Home Your Midyear Startup Checkup: Are You On Target?

Your Midyear Startup Checkup: Are You On Target?

2010 is over half over, which makes it a good time to reflect on the year so far and revise your startup’s plans – if necessary, of course – for the year ahead. Are you on target? Have your targets changed? And if so, have you adjusted course to compensate?

Mark MacLeod posted his thoughts on the midyear point on the Startup CFO blog today, noting that it can be difficult for startups to establish accurate targets. Even so, he notes, there are two schools of thoughts when it comes to targets. The first: you set the targets, now stick with them. The second: if you can’t meet the targets, it only makes sense to adjust.

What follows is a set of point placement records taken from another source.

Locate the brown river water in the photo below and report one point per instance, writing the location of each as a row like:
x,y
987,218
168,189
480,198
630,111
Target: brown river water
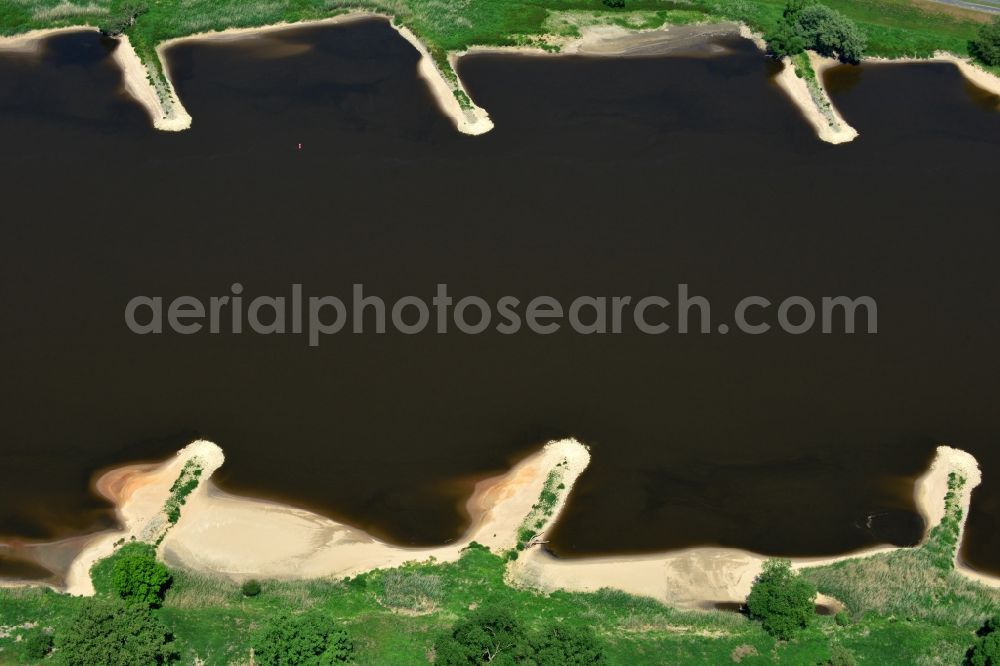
x,y
602,177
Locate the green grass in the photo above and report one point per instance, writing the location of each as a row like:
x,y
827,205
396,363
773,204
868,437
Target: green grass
x,y
908,607
213,621
914,584
895,27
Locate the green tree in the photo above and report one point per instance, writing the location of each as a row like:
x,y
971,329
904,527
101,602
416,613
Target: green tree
x,y
561,645
110,631
38,645
783,601
488,635
806,24
784,40
137,576
841,656
250,588
986,47
308,639
122,19
830,33
986,650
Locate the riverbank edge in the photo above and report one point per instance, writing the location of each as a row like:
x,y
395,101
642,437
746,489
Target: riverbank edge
x,y
703,577
510,514
168,113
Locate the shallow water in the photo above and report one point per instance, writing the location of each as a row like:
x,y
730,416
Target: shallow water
x,y
602,177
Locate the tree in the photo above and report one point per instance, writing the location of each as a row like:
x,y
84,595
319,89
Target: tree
x,y
783,601
986,650
123,19
38,645
561,645
986,47
489,635
110,631
250,588
806,24
137,576
308,640
830,33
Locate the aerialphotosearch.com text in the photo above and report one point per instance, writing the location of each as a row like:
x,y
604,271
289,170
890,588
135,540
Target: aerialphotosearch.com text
x,y
316,317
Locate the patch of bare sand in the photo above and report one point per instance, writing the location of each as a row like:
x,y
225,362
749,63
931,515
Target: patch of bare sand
x,y
241,537
695,577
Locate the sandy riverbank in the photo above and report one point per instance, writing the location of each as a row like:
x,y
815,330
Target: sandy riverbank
x,y
239,537
471,121
699,577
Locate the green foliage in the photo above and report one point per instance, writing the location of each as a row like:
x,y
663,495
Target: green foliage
x,y
841,656
137,576
110,631
308,639
782,600
250,588
38,644
986,650
986,46
806,24
488,635
181,488
562,645
123,18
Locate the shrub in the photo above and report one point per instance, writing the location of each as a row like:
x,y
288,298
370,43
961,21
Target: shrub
x,y
110,631
783,601
841,656
830,33
561,645
123,19
806,24
986,47
38,645
250,588
305,639
490,634
137,576
986,651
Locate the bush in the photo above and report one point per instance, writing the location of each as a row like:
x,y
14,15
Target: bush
x,y
250,588
306,639
123,19
986,651
841,656
806,24
38,645
137,576
561,645
783,601
490,634
110,631
986,47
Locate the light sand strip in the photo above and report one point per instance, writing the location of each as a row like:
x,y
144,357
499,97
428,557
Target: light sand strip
x,y
696,577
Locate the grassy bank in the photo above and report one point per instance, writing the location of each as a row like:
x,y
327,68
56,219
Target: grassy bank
x,y
894,27
907,607
395,616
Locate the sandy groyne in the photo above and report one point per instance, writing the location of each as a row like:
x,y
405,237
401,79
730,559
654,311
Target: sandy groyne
x,y
699,577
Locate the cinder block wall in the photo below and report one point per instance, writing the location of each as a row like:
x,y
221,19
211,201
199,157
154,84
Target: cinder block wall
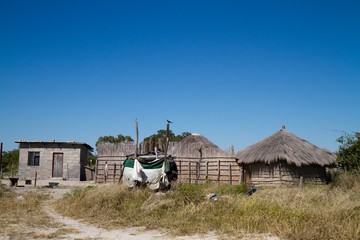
x,y
73,161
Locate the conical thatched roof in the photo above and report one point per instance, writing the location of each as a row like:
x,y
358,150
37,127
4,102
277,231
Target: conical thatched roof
x,y
284,145
189,147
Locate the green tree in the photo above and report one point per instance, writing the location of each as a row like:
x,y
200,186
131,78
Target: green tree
x,y
348,155
7,159
91,161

If you’ve determined that, indeed, your targets need adjusting, MacLeod suggests the following:

Diagnose: “Hold a post mortem,” he writes, “ideally involving much or all of your team.” What went wrong? Were the targets unreasonable? If so, why were they set in the first place? If the targets were reasonable, why weren’t they attained? What can be done about that?

Reset: Now that you have new insights into your performance, you can set new targets – making sure that your investors support them, of course.

Communicate: After you’ve reviewed your year-to-date performance, make sure you share that diagnosis with your whole team. Explain not only what the new targets are, but why the targets are changing.

Partial Mulligan: If employees’ compensation is tied to meeting targets, MacLeod argues that “resetting targets should not be the equivalent of a Mulligan. You need to retain some incentive to hit the new targets, but unless your diagnosis tells you that the targets were flawed to begin with, there should be consequences (in terms of reduced incentive) as a result of lowering your targets.”

Revising your targets may involve slight tweaks or it might mean major upheaval. As Chris Dixon writes on the subject of pivoting, “You aren’t throwing away what you’ve learned or the good things you’ve built. You are keeping your strong leg grounded and adjusting your weak leg to move in a new direction.”